We eventually found the marina at
Cat Cay and took a slip for the night.  We checked in with Bahamian customs, straightened up the boat a second time, and laundered all the clothing soaked with salt water during the crossing.  We went out to anchor the next night and prepared for the next leg of the journey.  At 5:00 a.m. the next morning as Bob was doing his pre-trip engine check, he discovered that the engine pulley was dangerously loose.  We weren't going anywhere.  He hailed Rainbow's End on Channel 16 and then switched to 17 to talk.  As Bob and Jerry were mulling over the problem, Random Way broke in.  Turns out that he was a marine mechanic and had the socket Bob needed to take the pulley off and try to repair it.  A 1 11/16 inch socket is huge and not easy to come by.  We later learned that Random Way thought he knew Rainbow's End but it was a case of mistaken identity.  What luck!  After Bob got the pulley off the engine, he was able to use Marine-Tex, a type of epoxy, and put the parts back together.  We'll have to get another pulley, but we have made it to Georgetown where we'll hopefully be able to order it from Ft. Lauderdale, along with so many other things we now realize we should have bought!  It is truly impossible to anticipate all crises, no matter how hard you try to prepare.  The great thing is how helpful other cruisers are along the way. Although cruising is an independent way of life where you need to be able to do most things for yourself, there is yet a willingness to reach out and help others.  We have experienced it time and again.

From Cat Cay, we went to
Chubb Cay.  Sam and Jerry were having electrical problems and went into the marina to charge their batteries.   We anchored out.  The wind picked up and Sam and Jerry decided to stay another night.  We intended to stay at anchor, but the boat was rocking and rolling furiously and we were concerned that at low tide, the boat would be bouncing on the bottom, so we decided to take a slip.  Getting into the marina channel was no problem, but getting into the slip was another matter.  We were directed to a space between two huge ocean cruisers on the end of two docks.  As Bob made the turn, our inflatable dinghy scraped a huge anchor extended off the bow of one of the boats.  Fortunately it didn't puncture our dinghy.  The wind direction forced us to change direction and head into a different slip.  Nice people on the docks were there to catch our lines.  Chubb Cay was a friendly place, much more laid back than the pretentious snooty people at Cat Cay who were having a croquet tournament on New Year's Day and never lowered their noses to speak.

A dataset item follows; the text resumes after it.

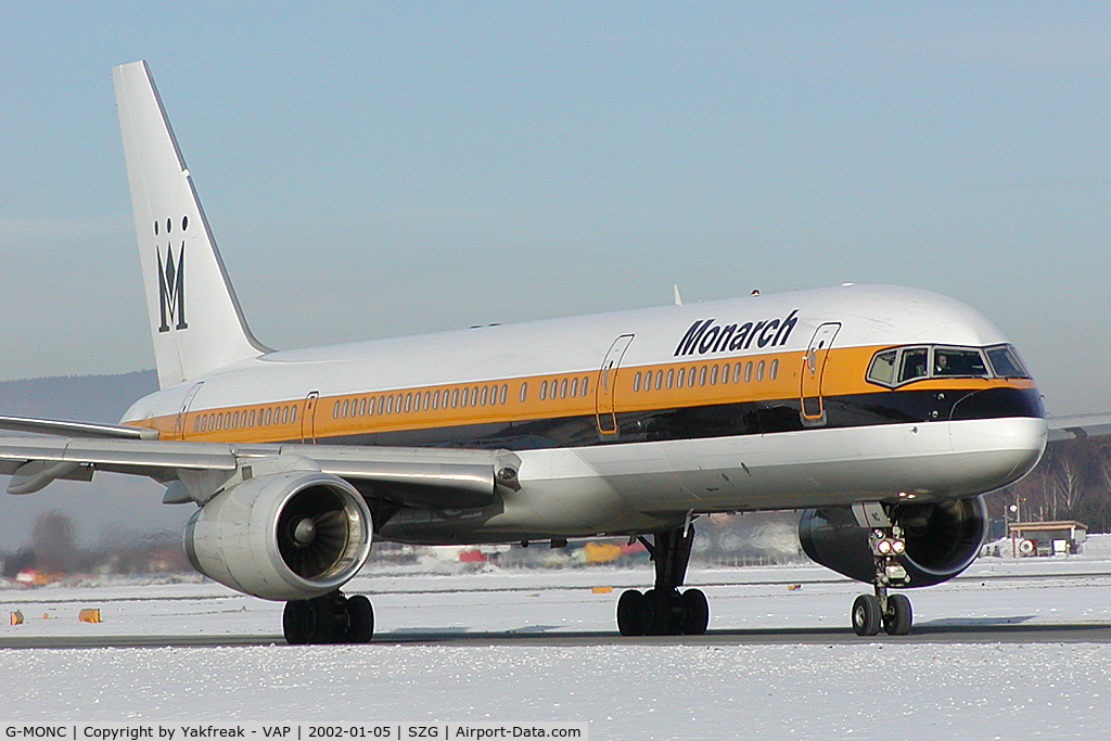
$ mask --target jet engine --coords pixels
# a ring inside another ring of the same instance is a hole
[[[307,600],[336,591],[370,554],[370,509],[350,483],[319,471],[248,479],[189,520],[193,568],[266,600]]]
[[[907,550],[899,557],[910,575],[908,587],[929,587],[964,571],[980,554],[988,529],[982,497],[935,503],[899,504],[891,519],[903,529]],[[872,582],[875,565],[869,529],[848,507],[805,510],[799,521],[802,550],[812,560],[851,579]]]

The next morning, the wind had shifted and damn if we didn't have the problem in reverse trying to get out of the slip.  Fortunately, one of the big boats had left so we didn't have their anchor to worry about, but we couldn't get enough way to back out of the slip and make the turn.  After several unsuccessful attempts, a runabout with a good engine grabbed our line and pulled us backwards out of the slip and into the channel so we could have enough room to build some speed and maneuver on our own.